Edgar and Lucy by Victor Lodato is a story of mental illness so severe that even love and medication cannot prevail. It is a story of grief that makes a person forget all the rules that humans should heed. And it is story of parenting both neglectful and obsessed; the story of a boy so small and pale he seems to have been born an albino child; a child so dependent on his grandmother, Florence, that when she dies he is too bereft to heed the protective advice routinely offered to children.- “never speak to strangers.”
Lodato’s novel is well-written, but I was torn. The plot itself is not quite as formulaic as it might seem. This kept me reading. And clearly we cannot spend too much time thinking about the issues that arise from mental illness and our less-than-successful treatments and enabling behaviors. The rights of an individual to freedom are set against the chaos that comes with untreated serious mental illness, a set of circumstances which offers the mentally ill both a sort of dignity and the potential to destroy the balance of more than one life. Lodato makes us hope that we come up with better answers in the future. This issue that continues to challenge us all is a frustrating, but is also a rewarding thread in this book.
What I found hardest to take was the bad parenting the reader encounters in this story. Sadly, it is a fact that bad parenting is a common topic in modern literature. What happens to children when parenting is absent or inappropriate is heartbreaking and, although it probably reflects accurately on what is really the case (and not only in these times), I wish I could believe that exposure leads to improvement and that we get parenting right in the majority of families, however unorthodox the family might be. However, I have sincere doubts that such optimism is valid.

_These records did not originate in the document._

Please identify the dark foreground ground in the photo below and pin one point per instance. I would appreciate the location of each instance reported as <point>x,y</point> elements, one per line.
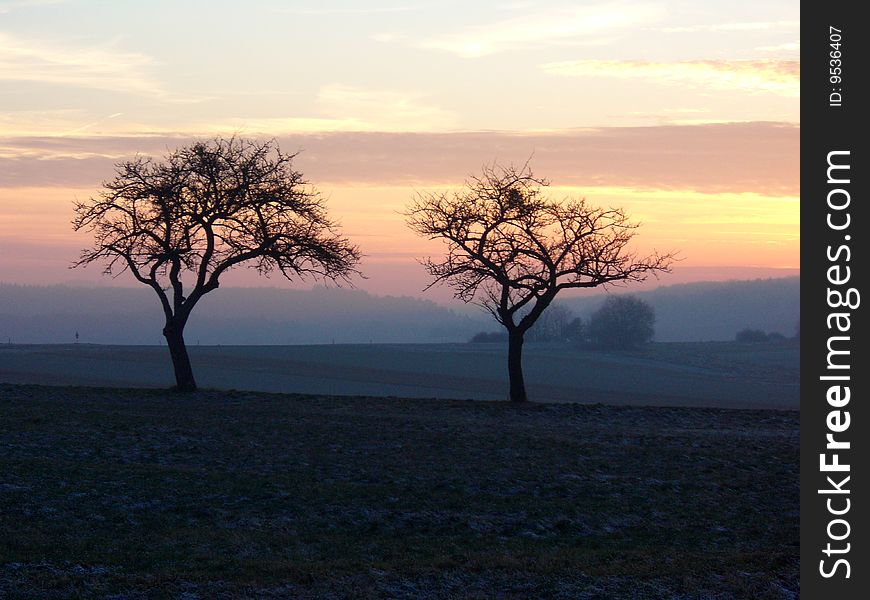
<point>112,493</point>
<point>711,374</point>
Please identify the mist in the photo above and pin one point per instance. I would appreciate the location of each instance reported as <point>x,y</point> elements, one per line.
<point>707,311</point>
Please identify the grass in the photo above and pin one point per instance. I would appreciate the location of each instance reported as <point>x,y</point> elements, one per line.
<point>118,493</point>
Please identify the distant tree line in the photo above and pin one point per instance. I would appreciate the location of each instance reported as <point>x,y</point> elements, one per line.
<point>179,224</point>
<point>622,322</point>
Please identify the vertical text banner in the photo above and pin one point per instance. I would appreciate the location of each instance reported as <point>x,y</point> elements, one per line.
<point>835,437</point>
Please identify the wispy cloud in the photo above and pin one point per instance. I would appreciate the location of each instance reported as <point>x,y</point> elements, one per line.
<point>788,47</point>
<point>780,77</point>
<point>97,67</point>
<point>373,10</point>
<point>740,26</point>
<point>7,7</point>
<point>577,25</point>
<point>761,158</point>
<point>385,110</point>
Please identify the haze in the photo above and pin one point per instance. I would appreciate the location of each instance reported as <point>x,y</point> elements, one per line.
<point>686,115</point>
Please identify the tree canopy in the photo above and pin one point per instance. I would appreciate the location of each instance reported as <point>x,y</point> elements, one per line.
<point>511,250</point>
<point>179,224</point>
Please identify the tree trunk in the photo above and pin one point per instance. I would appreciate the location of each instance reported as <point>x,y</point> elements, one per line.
<point>174,334</point>
<point>515,366</point>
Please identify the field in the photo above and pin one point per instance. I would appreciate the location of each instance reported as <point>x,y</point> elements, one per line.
<point>128,494</point>
<point>713,374</point>
<point>636,477</point>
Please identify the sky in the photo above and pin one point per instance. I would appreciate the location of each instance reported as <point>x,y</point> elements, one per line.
<point>684,113</point>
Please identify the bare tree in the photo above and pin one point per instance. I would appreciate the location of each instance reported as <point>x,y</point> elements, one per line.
<point>512,251</point>
<point>179,224</point>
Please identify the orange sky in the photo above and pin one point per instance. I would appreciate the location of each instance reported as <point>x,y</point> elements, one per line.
<point>684,114</point>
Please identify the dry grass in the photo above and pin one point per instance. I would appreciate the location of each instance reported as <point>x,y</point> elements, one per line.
<point>117,493</point>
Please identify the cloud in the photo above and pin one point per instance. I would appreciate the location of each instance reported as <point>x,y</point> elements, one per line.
<point>781,77</point>
<point>578,25</point>
<point>345,108</point>
<point>372,10</point>
<point>7,7</point>
<point>792,47</point>
<point>760,158</point>
<point>744,26</point>
<point>100,68</point>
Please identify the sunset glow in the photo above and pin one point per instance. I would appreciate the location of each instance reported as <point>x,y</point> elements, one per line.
<point>685,114</point>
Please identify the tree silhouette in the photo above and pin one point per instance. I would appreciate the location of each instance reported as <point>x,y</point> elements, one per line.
<point>622,322</point>
<point>203,210</point>
<point>512,251</point>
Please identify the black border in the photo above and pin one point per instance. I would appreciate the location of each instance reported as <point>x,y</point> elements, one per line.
<point>826,128</point>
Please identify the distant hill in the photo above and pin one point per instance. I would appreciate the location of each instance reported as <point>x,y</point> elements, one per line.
<point>116,315</point>
<point>711,311</point>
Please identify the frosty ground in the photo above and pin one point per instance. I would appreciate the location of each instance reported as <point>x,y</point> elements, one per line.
<point>137,493</point>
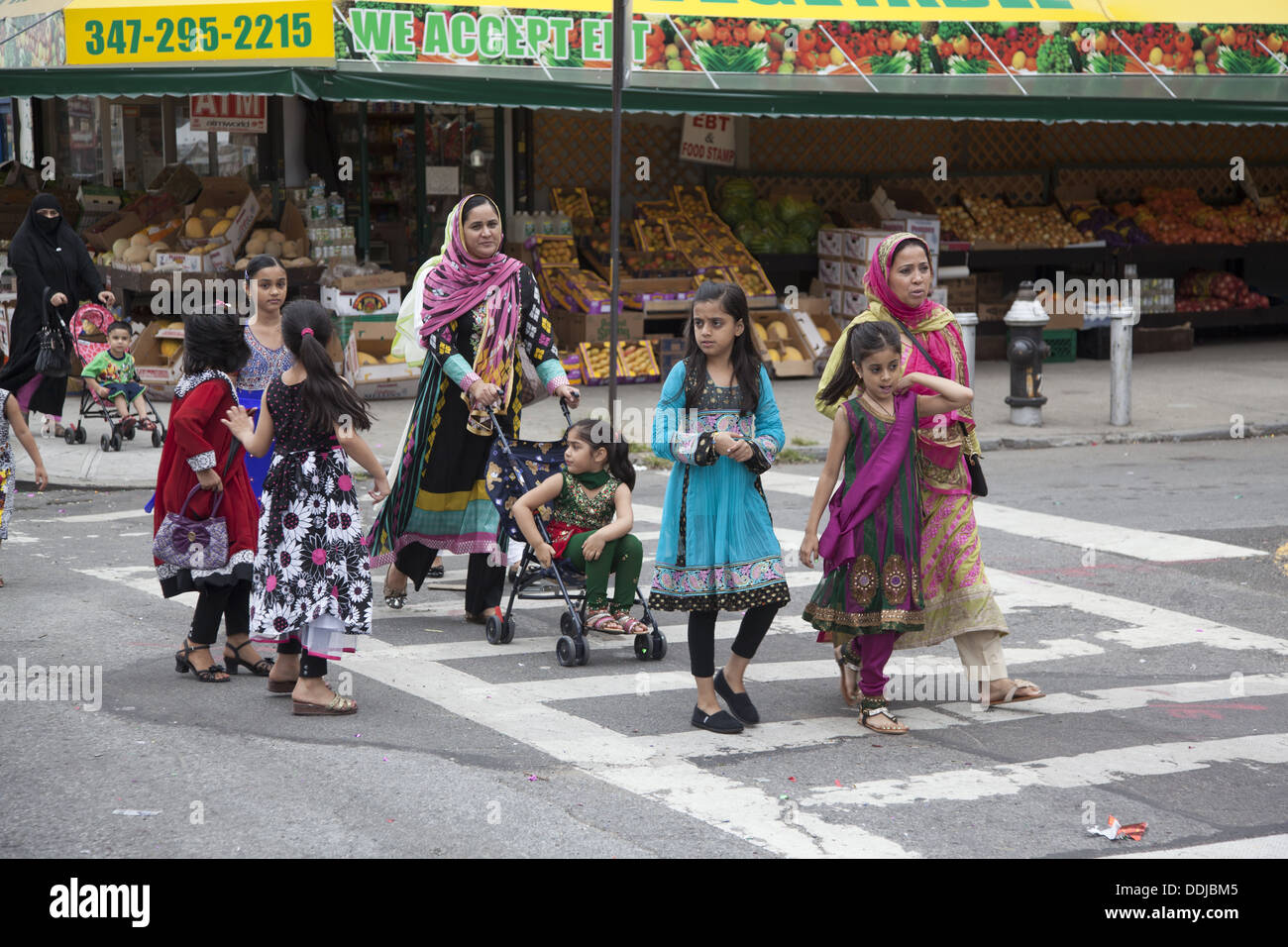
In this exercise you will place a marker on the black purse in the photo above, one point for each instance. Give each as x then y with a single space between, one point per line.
978 484
54 350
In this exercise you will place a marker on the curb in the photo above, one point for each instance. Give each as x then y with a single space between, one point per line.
1109 437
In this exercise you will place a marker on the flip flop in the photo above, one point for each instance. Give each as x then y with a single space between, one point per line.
1016 697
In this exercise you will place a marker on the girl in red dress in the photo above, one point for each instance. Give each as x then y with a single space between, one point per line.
200 451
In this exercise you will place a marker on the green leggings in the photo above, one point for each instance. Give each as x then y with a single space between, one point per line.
622 556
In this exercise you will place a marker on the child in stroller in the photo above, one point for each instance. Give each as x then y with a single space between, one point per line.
111 380
583 534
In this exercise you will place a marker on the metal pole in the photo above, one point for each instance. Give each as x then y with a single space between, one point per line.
621 63
967 321
1120 367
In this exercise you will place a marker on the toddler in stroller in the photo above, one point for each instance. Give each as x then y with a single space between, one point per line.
583 534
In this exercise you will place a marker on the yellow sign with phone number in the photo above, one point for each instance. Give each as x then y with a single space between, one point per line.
115 33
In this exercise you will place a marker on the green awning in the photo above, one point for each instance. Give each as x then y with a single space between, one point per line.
1134 98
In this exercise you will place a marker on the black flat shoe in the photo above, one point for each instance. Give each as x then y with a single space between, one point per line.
720 722
739 703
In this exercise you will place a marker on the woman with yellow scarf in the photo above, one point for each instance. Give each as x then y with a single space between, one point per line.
958 600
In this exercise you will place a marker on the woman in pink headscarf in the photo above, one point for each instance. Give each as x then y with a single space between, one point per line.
480 307
958 600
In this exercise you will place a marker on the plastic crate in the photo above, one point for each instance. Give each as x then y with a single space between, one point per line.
1063 342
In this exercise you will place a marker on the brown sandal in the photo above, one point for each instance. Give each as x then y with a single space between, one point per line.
336 706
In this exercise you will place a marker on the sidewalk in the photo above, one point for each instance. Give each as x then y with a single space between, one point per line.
1176 395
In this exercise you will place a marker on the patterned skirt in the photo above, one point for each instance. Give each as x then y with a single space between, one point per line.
957 594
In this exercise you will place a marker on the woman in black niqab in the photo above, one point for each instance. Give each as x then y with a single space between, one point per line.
54 272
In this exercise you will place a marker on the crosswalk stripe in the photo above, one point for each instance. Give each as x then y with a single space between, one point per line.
1104 538
1262 847
795 733
1055 772
743 810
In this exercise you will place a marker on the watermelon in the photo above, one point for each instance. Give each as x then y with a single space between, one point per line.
734 211
746 232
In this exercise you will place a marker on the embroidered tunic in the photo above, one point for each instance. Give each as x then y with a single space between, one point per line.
578 510
716 549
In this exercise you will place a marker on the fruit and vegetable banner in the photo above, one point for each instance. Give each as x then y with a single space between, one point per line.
572 39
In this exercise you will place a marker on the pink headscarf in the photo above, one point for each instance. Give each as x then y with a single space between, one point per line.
459 282
876 281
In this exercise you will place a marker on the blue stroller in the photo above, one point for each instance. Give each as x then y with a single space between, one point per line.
513 470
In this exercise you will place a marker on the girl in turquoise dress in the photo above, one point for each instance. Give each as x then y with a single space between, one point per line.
716 552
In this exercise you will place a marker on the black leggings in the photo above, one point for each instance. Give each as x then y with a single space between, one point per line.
702 638
231 603
310 667
483 583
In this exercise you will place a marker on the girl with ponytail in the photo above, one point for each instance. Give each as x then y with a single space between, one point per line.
595 486
312 590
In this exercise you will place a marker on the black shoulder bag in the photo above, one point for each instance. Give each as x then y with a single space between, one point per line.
978 484
54 352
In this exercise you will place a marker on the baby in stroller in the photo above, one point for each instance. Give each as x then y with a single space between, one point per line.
111 375
595 486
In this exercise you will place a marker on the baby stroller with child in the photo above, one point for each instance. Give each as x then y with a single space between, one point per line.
513 470
89 322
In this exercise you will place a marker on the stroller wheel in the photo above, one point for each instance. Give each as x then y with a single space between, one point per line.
492 629
643 647
658 644
570 625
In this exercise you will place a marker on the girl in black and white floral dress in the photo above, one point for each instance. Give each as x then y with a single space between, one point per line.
312 590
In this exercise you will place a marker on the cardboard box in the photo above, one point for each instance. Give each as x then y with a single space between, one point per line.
831 272
853 304
222 193
382 279
861 244
575 328
107 231
292 227
851 274
786 365
178 180
380 381
831 244
377 302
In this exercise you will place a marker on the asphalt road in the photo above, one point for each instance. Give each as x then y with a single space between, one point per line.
1164 657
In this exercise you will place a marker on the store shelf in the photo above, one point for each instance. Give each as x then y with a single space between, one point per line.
1223 318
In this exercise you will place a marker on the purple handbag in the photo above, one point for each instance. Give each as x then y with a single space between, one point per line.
194 544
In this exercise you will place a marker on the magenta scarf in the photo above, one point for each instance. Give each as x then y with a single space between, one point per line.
459 283
876 281
872 484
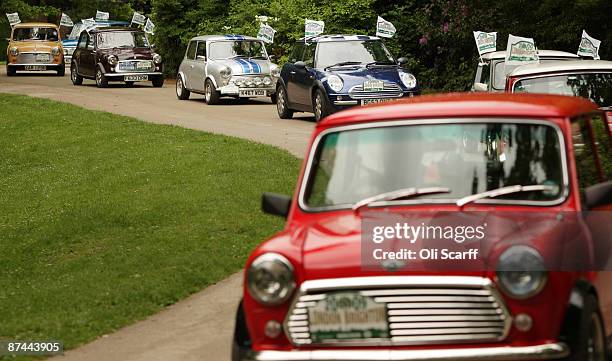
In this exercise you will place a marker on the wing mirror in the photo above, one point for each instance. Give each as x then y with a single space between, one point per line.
599 195
275 204
480 87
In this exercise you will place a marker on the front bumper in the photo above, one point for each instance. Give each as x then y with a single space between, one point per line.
550 351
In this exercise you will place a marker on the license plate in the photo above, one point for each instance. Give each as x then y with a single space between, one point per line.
373 85
374 101
252 93
35 67
42 57
347 316
136 78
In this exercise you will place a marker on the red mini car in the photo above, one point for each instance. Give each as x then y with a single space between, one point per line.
310 292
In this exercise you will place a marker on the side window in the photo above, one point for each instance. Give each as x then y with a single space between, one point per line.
201 49
191 50
309 51
586 162
297 53
83 41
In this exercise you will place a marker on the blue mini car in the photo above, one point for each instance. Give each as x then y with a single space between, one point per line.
328 73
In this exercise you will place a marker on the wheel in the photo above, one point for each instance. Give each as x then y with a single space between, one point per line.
282 105
211 94
101 80
74 75
587 340
158 81
181 92
320 107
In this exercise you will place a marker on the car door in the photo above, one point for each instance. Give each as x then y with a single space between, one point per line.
304 78
198 70
189 64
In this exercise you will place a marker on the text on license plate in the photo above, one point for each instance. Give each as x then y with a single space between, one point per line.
35 67
374 101
136 78
347 316
252 93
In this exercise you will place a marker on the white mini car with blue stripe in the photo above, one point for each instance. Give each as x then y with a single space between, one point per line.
227 65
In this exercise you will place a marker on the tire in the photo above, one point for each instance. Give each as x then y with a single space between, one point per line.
101 80
282 105
210 92
320 107
158 81
587 341
181 92
74 75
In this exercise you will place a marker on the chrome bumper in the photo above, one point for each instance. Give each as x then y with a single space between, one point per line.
538 352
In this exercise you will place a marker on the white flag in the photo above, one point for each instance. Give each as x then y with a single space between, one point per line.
485 42
89 23
66 21
384 28
13 19
149 26
589 46
313 27
266 33
101 15
521 51
138 18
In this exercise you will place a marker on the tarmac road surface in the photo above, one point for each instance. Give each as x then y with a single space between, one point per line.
201 326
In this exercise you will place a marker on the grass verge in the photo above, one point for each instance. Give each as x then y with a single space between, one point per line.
105 220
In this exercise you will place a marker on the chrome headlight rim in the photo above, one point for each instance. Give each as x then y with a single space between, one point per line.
271 262
112 60
335 83
516 259
157 59
408 79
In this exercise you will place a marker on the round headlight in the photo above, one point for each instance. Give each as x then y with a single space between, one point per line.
225 72
408 79
112 60
521 272
157 59
270 279
335 83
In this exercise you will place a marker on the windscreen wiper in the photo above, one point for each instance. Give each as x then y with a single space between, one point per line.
397 195
503 191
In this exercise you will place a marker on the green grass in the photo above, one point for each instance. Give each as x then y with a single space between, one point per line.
105 219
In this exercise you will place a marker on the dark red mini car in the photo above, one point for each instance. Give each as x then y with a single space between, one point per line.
536 166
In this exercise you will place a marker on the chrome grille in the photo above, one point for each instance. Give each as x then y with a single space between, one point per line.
30 58
420 310
390 90
136 66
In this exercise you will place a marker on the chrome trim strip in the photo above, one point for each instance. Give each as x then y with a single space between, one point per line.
551 351
395 123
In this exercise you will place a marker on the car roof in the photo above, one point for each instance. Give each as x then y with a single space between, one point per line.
562 66
541 53
223 37
461 105
40 25
336 37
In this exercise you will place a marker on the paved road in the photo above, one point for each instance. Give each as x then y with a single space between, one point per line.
256 120
200 327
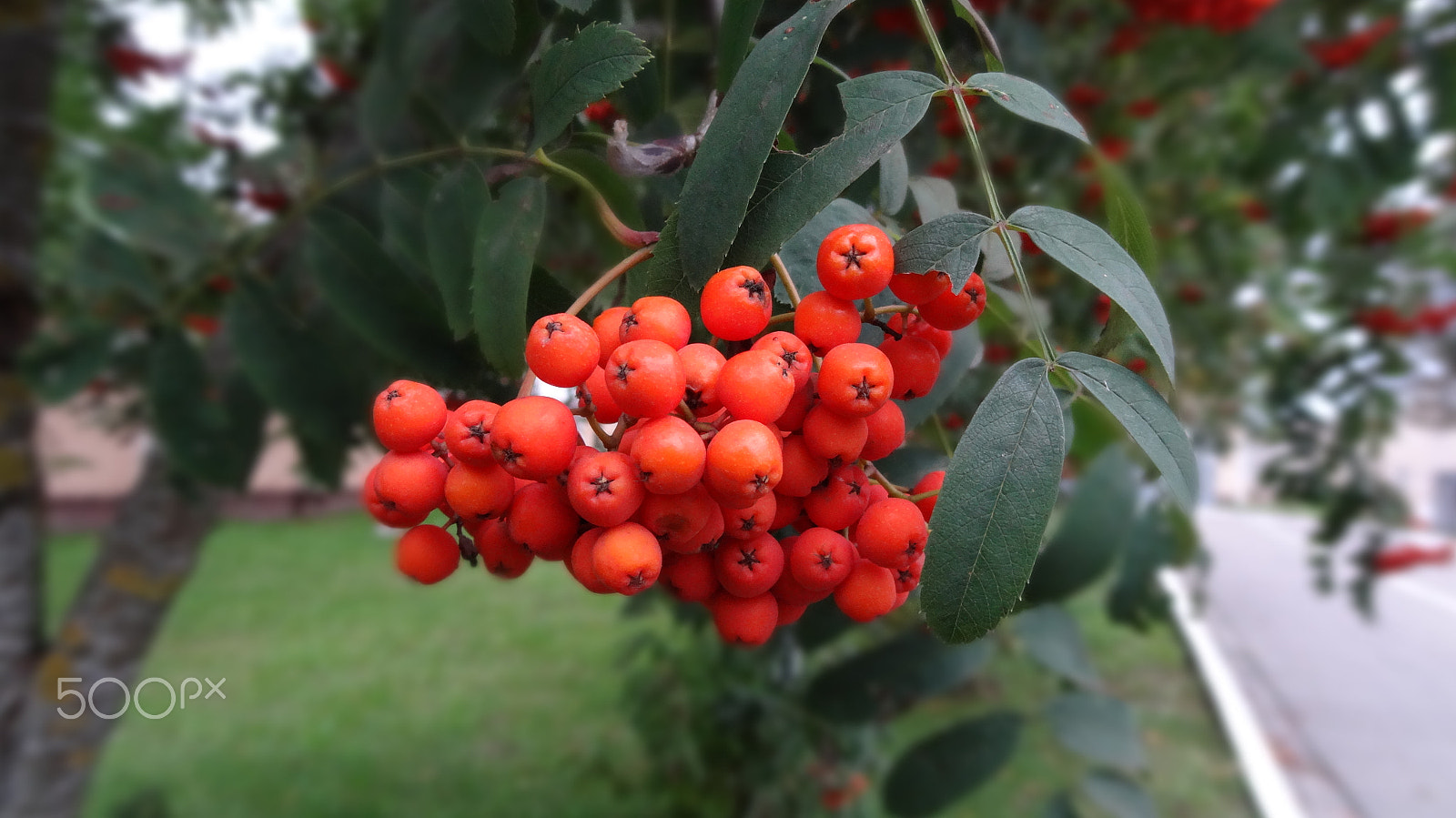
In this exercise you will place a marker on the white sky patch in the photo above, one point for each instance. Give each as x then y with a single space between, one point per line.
269 35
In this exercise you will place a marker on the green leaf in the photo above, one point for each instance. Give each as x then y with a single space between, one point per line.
934 197
546 296
893 676
1147 417
820 625
1136 599
983 32
966 347
951 245
994 507
1097 728
734 34
211 431
106 267
402 216
1028 101
379 301
577 72
906 465
490 22
504 250
1117 795
895 179
938 771
1052 636
1094 255
800 254
880 111
1126 217
320 395
1091 531
60 361
456 206
143 201
730 159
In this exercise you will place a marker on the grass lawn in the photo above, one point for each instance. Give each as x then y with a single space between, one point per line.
354 693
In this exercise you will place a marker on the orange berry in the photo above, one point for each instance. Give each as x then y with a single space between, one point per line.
609 332
411 482
885 431
500 553
480 492
746 621
468 432
427 553
562 349
915 363
822 560
735 303
892 533
604 488
747 568
866 592
855 380
543 521
855 261
931 482
669 454
689 577
645 379
580 562
754 386
834 436
628 558
919 287
823 322
953 310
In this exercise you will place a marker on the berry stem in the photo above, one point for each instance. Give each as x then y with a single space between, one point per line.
874 475
592 419
608 278
983 169
609 218
786 279
941 436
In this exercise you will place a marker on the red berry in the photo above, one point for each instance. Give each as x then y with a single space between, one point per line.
645 379
408 415
855 261
735 303
427 553
535 437
562 349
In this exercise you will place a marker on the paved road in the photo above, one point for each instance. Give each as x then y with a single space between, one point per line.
1361 713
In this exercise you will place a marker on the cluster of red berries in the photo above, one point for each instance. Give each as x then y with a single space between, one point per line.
1388 320
1219 15
708 454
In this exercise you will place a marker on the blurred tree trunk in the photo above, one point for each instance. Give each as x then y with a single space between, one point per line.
28 54
145 560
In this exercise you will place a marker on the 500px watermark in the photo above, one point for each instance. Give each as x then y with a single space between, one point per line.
131 696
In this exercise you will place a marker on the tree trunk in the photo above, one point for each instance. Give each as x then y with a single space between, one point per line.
145 560
28 51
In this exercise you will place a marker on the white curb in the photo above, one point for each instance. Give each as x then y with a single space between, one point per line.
1266 778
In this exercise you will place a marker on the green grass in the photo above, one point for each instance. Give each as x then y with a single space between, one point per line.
354 693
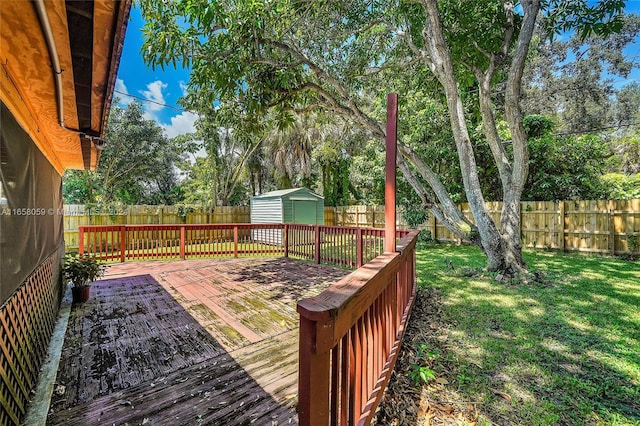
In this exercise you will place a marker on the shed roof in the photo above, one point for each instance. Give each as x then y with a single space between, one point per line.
283 192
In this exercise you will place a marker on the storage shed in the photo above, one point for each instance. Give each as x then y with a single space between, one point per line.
295 205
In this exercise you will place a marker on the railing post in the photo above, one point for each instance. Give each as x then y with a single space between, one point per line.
390 178
81 240
313 377
235 241
123 241
359 260
317 254
285 237
182 242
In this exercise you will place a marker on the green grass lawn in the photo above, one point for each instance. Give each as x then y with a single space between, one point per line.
565 350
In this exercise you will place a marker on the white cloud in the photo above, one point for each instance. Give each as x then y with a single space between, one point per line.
181 124
120 87
154 94
183 87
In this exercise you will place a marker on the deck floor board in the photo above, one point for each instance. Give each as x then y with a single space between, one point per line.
203 342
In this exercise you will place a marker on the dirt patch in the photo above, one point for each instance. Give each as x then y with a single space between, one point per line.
408 399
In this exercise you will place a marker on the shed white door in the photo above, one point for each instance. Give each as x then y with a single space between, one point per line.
304 212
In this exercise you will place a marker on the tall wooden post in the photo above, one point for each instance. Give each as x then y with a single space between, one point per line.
390 181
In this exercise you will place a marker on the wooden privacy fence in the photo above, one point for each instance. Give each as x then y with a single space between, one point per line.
587 226
600 226
350 247
350 335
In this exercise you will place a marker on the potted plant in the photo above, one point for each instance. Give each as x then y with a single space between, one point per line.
81 270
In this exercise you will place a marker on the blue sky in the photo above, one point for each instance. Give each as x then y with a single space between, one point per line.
166 86
160 86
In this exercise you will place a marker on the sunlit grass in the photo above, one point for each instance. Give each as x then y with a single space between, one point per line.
566 349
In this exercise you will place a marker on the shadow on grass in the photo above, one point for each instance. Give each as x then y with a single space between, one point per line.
566 351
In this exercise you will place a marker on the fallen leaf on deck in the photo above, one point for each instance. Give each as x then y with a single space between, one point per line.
446 408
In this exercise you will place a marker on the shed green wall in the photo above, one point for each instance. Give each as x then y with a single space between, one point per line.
280 208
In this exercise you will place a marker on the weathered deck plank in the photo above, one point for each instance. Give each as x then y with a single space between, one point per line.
196 342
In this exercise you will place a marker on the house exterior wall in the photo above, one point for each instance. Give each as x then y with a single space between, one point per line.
31 252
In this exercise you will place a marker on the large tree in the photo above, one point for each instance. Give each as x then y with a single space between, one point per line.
341 56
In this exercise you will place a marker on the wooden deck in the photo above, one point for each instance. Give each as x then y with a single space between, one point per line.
199 342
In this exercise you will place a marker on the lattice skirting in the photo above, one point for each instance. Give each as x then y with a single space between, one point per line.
27 320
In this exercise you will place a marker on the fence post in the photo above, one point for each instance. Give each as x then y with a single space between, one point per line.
317 253
612 228
390 174
123 241
81 240
434 235
235 241
285 237
359 261
182 242
562 226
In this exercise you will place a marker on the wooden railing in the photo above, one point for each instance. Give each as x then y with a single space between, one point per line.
335 245
350 335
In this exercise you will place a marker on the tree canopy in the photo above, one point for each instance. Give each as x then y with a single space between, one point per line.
465 60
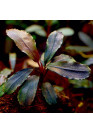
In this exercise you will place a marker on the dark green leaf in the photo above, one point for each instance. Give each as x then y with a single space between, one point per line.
4 74
49 93
24 42
54 42
86 39
28 90
88 61
16 80
69 68
79 48
64 58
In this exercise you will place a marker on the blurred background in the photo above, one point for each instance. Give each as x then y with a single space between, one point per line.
78 43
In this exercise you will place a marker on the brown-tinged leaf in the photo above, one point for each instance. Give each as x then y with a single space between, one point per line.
49 93
54 42
27 92
24 42
68 67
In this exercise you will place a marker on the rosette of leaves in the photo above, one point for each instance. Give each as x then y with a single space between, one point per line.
63 65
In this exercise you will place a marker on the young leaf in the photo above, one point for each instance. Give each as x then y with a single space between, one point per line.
79 48
2 90
16 80
39 30
12 60
69 68
67 31
4 74
63 57
81 83
88 61
54 42
24 42
28 90
49 93
85 39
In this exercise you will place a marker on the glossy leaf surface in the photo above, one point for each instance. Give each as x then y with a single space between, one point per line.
67 31
88 61
54 42
12 60
28 90
49 93
80 48
4 74
69 68
2 90
39 30
81 83
24 42
16 80
86 39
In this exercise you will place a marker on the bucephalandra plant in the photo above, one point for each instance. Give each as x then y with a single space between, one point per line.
63 65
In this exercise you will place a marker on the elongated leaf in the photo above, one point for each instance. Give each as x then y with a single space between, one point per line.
24 42
12 60
49 93
28 91
88 61
2 89
67 31
70 68
16 80
86 39
81 83
4 74
79 48
65 58
42 59
54 42
39 30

There are plot twists in Lodato’s novel that I cannot discuss. The author uses internal cues to make us think that things will come out one way, while the outcomes are actually less predictable. This should be a good thing but ends up being a bit creepy in ways I cannot specify as I don’t want to interfere with letting readers judge this aspect of the novel as they read. It bothered me; it might not bother another reader. I am concluding with a belief that those who read Edgar and Lucy by Peter Lodato will find in this novel an almost constant stream of personal emotional reactions. While it is a good read; it does not make it onto my list of favorites.